The couple had just celebrated their 30th wedding anniversary on August 14, 2001 and were making plans to move to Chatham, Mass. They
were flying back to Hollywood to attend the 53rd Annual Primetime Emmy Awards, for which one of David’s shows, “Frasier,” had been nominated in the Outstanding Comedy Series category.
Lynn graduated with a degree in elementary education and pursued a career as a librarian. After marrying, the Angells lived in Providence, R.I. before moving to Hollywood for David to try to break into television writing, which he did with a script for the “Archie Bunker’s Place” sitcom. Later, his “Old Flame” episode of “Cheers” won an Emmy for “Best Comedy Writing in a Series.” He also was one of three creators of the sitcoms “Wings” and “Frasier,” which he also produced.
After David’s success was secure, Lynn “retired” from her job as a librarian and took on a volunteer position with the Hillsides Home for Children, a refuge for abused and emotionally troubled children in Pasadena, Calif.
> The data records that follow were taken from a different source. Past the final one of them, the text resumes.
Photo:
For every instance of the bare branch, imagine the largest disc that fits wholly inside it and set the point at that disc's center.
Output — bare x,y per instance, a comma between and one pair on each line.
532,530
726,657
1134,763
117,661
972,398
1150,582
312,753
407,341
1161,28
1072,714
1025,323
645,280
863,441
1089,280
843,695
She made numerous anonymous financial contributions to the school and took a personal interest in the lives of the 60-plus students, knowing each one by name and sending postcards to each of them when she was vacationing. She also personally—and quietly—paid for golf lessons and other activities for the children.
Just prior to 9/11, the couple launched the Angell Foundation to support projects in spirituality, arts, youth, education and social justice.
By Kate Asbury Larkin ’21
Suzy Fleming Leonard ’86
THEN: Features editor, Florida Today
NOW: Food editor and lifestyles columnist, Florida Today
“I had a dentist appointment the morning of Sept. 11, 2001, so I was in a bit of a rush. My car radio was tuned to WMFE, the Orlando NPR station, and as I zoomed across the Pineda Causeway from Satellite Beach to Melbourne, I heard a snippet of a report about a plane hitting one of the Twin Towers.
“I imagined a scene from the original ‘King Kong’ movie: A tiny plane buzzing around a big building ending in a minor freak accident.
“It wasn’t until I got back in my car an hour later that I realized the magnitude of what was happening. Planes had crashed into the Pentagon and a field in Pennsylvania. This was no freak accident. I called the dentist’s office and probably terrified the receptionist. ‘Y’all need to turn on a radio. Y’all need to follow what’s happening. This is serious. This is bad.’ I hung up and drove to the newsroom.
“It was eerie. Phones were ringing, but otherwise, it was oddly quiet. A group of reporters and editors had gathered around the TV screens in the center of the room. Then everyone snapped into action.
“In addition to finding local angles for what was happening in New York, Washington and Pennsylvania, we realized we, too, could be targeted. Kennedy Space Center is here. Patrick Air Force Base is here. Port Canaveral is here. And Disney World isn’t far away.
“As a features editor, I didn’t write about 9/11. I helped edit stories coming in from the rest of the newsroom.
“It was a long day. That goes without saying. We all had friends in New York and Washington. We all were terrified about what this meant to our country and our community. But I’m proud of the way everyone put aside their personal feelings and did what we do best. We kept our community informed. “I’ve worked on many horrific stories in the past 35 years. I’ve written about murder investigations and accidental drownings. I helped with coverage of the crash of Space Shuttle Columbia and the Pulse nightclub shootings. Sometimes digging into someone’s grief can seem too personal and invasive. But my Auburn training helped me realize my job lets me give others a voice.
“Through journalism, victims become people. They are parents, siblings, friends. Their survivors take comfort in talking, knowing that others will see their loved one as who they were, not just how they died.”